Family member 1 is now retired. Very, very successful in their field but difficult to deal with on a personal level. Their entire family has learnt to pussyfoot around them & everything has to be just how they like it. I'm not actually sure what would happen if there were any deviations because nobody dares try. Everyone just does what they're told.

Family member 2 is still working & has gone through several attempts at careers before settling on one thing. It's a tech-based job which allows for human interaction in a defined way. They're single & I can't imagine them coping with living with someone else. They're very difficult to be around & get very, very anxious over seemingly insignificant details. Personally, I believe this family member would benefit from a diagnosis & some counselling or something more than any of us but we don't have the kind of relationship where I could step in & say anything. I have voiced my concerns to others who could &, while they agree with me, as far as I know they haven't yet said anything. This makes me sad because I'm convinced that with a bit of support/understanding she could be so much happier in herself.

There are several other family members who I see many traits in but I'm not sure if they'd meet the threshold for it to be considered enough of a problem for a diagnosis.

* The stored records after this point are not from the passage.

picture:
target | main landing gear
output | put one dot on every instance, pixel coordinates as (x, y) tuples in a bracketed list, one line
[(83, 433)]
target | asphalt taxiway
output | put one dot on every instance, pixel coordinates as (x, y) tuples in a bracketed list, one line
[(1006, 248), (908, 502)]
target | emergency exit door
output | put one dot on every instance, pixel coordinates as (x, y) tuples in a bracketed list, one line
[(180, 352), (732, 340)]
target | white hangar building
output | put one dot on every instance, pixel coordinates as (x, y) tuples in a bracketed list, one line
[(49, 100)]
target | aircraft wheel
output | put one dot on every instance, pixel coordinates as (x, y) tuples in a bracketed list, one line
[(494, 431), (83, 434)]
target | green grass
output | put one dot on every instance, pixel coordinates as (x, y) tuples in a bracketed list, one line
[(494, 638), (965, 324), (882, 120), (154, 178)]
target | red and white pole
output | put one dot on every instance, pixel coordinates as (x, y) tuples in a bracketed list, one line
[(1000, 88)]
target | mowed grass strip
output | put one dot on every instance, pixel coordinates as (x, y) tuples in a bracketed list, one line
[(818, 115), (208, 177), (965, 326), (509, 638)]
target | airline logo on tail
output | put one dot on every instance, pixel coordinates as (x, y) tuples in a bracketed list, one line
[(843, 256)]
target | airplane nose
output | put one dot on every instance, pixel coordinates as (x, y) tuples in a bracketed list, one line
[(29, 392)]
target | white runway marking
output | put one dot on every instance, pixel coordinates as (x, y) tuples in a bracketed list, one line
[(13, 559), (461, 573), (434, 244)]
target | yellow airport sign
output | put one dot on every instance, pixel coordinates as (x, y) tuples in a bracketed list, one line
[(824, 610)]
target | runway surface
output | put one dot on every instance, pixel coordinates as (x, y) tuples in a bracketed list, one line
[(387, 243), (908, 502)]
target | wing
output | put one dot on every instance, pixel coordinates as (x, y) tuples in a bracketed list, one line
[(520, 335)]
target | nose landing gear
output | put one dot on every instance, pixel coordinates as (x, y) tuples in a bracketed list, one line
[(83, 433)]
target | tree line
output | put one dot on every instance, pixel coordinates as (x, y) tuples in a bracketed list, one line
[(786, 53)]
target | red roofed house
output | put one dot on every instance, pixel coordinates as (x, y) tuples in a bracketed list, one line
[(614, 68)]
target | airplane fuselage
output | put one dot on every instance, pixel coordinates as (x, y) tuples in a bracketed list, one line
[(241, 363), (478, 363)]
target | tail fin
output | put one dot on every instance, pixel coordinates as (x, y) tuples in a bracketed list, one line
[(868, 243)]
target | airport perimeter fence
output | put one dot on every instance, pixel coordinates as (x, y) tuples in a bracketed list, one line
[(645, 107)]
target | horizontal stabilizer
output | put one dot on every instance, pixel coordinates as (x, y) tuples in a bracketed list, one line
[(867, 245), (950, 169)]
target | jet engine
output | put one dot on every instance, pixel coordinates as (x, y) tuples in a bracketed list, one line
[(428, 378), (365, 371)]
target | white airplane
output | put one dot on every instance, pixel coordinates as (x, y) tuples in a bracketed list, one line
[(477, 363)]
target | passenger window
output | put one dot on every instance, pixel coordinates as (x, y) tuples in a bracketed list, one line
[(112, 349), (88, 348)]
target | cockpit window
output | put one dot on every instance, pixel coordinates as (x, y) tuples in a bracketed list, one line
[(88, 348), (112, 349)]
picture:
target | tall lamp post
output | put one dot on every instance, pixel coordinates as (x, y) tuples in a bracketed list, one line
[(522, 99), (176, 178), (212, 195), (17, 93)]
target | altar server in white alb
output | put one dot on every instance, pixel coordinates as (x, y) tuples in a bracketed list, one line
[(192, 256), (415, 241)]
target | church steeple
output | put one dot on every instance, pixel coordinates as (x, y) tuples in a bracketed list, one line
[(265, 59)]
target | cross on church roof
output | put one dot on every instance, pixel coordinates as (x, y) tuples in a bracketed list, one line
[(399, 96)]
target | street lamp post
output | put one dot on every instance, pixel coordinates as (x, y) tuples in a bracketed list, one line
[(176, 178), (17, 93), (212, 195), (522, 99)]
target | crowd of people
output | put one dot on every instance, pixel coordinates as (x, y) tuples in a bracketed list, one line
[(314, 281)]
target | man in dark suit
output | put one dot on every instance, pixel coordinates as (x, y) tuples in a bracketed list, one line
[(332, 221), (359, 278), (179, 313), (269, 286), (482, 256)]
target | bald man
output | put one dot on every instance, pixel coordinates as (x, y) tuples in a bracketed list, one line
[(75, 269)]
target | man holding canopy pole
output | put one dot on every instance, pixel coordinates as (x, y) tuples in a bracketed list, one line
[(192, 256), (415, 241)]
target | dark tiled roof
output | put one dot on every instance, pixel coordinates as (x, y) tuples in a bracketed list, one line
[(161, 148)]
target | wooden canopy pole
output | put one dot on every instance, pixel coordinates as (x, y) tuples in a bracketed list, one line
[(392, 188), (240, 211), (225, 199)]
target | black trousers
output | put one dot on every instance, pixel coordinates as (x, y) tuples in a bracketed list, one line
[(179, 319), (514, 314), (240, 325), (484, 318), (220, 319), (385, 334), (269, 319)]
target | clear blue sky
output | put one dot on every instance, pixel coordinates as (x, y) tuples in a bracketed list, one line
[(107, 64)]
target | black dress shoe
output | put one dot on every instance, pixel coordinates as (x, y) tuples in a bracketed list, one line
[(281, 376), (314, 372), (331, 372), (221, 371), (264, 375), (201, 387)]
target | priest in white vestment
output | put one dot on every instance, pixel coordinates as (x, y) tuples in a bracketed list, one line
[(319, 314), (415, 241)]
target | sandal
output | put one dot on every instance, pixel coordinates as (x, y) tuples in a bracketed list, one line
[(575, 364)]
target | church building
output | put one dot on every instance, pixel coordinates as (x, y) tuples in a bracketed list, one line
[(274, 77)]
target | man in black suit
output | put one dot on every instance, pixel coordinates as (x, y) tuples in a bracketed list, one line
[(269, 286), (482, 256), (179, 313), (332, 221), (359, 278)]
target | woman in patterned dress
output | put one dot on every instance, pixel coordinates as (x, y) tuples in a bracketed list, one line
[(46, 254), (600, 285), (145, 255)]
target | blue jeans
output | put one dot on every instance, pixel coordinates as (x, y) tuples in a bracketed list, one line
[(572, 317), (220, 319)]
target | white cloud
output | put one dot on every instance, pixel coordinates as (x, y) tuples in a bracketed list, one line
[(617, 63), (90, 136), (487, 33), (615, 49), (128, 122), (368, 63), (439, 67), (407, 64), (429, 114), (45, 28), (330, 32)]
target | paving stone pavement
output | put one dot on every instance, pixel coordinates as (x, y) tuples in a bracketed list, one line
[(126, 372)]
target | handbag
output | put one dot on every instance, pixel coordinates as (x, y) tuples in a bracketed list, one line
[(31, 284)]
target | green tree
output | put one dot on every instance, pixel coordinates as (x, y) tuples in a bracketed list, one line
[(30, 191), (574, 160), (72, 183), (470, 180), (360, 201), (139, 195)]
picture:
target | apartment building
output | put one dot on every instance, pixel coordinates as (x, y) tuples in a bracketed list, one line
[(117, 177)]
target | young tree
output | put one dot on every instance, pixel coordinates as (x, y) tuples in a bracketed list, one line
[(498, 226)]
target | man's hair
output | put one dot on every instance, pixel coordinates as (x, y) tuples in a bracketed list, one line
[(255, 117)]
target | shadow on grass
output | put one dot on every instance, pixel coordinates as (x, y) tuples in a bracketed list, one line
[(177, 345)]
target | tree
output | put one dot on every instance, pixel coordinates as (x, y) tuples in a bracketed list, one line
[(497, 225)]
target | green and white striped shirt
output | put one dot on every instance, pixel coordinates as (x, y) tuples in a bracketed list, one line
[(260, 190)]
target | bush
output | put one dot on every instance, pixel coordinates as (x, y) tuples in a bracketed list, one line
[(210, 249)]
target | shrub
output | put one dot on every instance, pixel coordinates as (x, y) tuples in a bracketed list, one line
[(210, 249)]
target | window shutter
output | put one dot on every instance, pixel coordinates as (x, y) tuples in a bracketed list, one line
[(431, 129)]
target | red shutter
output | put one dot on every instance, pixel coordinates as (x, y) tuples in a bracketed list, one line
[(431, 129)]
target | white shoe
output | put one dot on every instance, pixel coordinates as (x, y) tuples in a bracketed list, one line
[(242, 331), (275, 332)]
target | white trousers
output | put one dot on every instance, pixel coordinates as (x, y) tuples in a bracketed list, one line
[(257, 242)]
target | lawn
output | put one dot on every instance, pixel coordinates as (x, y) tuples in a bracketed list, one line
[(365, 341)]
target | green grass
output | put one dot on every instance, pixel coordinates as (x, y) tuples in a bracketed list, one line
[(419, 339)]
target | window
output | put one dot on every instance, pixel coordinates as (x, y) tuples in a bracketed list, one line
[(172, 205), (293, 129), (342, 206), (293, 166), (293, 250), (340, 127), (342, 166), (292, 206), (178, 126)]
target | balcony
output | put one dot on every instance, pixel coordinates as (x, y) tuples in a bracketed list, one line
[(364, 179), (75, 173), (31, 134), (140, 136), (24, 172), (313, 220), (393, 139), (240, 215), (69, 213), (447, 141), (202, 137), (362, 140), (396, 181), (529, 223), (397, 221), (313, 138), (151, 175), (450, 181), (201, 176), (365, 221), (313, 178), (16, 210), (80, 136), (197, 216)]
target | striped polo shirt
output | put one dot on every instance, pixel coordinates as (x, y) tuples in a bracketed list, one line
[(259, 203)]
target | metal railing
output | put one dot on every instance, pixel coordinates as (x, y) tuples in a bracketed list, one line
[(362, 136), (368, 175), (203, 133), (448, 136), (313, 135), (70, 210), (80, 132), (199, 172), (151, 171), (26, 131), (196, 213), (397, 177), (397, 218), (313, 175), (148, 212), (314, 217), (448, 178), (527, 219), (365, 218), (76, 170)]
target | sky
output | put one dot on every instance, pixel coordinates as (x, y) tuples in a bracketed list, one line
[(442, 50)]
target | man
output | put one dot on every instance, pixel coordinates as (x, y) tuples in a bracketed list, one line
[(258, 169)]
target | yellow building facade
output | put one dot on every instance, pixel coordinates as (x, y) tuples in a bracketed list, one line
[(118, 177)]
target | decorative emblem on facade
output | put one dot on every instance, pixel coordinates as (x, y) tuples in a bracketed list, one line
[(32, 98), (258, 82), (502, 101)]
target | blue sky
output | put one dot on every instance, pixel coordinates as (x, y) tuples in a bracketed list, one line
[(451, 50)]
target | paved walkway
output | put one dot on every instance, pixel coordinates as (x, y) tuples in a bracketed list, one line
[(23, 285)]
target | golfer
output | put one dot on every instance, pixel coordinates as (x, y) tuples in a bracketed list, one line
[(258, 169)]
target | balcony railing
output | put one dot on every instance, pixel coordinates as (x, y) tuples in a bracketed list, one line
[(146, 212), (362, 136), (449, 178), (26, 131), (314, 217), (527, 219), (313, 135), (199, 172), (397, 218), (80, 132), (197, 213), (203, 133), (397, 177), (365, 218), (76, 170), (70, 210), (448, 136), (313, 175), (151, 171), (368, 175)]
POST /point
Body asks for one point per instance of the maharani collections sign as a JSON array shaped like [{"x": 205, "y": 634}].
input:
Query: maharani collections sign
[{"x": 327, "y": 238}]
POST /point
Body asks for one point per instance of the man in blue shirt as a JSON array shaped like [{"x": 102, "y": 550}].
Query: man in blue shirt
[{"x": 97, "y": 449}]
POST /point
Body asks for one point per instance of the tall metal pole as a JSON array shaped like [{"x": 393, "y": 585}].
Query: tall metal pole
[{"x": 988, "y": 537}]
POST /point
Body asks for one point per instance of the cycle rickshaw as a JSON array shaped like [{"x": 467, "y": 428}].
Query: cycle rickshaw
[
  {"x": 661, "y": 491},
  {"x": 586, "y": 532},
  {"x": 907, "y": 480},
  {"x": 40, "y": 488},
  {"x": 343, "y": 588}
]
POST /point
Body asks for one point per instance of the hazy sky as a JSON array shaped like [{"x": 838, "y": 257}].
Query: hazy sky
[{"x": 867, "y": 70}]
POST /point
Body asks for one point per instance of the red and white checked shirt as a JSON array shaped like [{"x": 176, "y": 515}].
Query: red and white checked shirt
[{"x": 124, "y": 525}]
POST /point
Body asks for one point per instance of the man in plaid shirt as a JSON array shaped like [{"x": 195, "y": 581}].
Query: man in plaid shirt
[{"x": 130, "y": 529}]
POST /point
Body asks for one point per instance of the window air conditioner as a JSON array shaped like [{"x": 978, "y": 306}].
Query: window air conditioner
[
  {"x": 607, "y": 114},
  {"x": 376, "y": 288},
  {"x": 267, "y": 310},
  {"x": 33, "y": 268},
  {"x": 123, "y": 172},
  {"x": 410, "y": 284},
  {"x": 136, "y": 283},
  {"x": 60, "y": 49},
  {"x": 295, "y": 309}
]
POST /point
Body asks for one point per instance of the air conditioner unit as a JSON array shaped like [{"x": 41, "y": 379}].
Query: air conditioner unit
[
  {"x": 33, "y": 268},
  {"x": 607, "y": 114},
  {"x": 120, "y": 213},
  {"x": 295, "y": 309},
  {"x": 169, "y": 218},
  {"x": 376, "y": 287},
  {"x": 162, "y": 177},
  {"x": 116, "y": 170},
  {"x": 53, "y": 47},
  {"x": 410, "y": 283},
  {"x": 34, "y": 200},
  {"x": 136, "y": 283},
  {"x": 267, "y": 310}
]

Did I mention one of my special interests is studying people?! Grin It's why I love soaps so much - you can stare at & analyse people to your heart's content without anyone demanding to know why you're staring at them/following them/copying their gestures/facial expressions/eye movements...

MoaningMinnie1 · 21/08/2019 02:21

Yes I do and know them very well indeed. Quite an engaging, interesting person, extremely individual and talented. Lives alone but hasn't always and I don't think will continue to do so.

Nat6999 · 21/08/2019 03:07

I'm going through the assessment process at the age of 53, my son has Aspergers & I asked about being assessed. I've always been a loner, never had any proper friends, just people I knew. I held down a job in the Civil service for 27 years but had to retire due to ill health a few years ago, I have brought my son up on my own since he was 6, he is 15 now, he was diagnosed age 9. He is very bright but like me suffers from anxiety & depression, that is why I asked to be assessed, I have suffered from depression since I was a teenager, but to myself I have never known what caused it, I had a loving childhood, lovely family, I was badly bullied at school & several times at work & I have always thought it was my fault, that I can't be a nice person.

Adversecamber22 · 21/08/2019 03:22

I know two people, both officially diagnosed and both men. One is an academic but remains in research at a low level. The other still lives at home and does not work.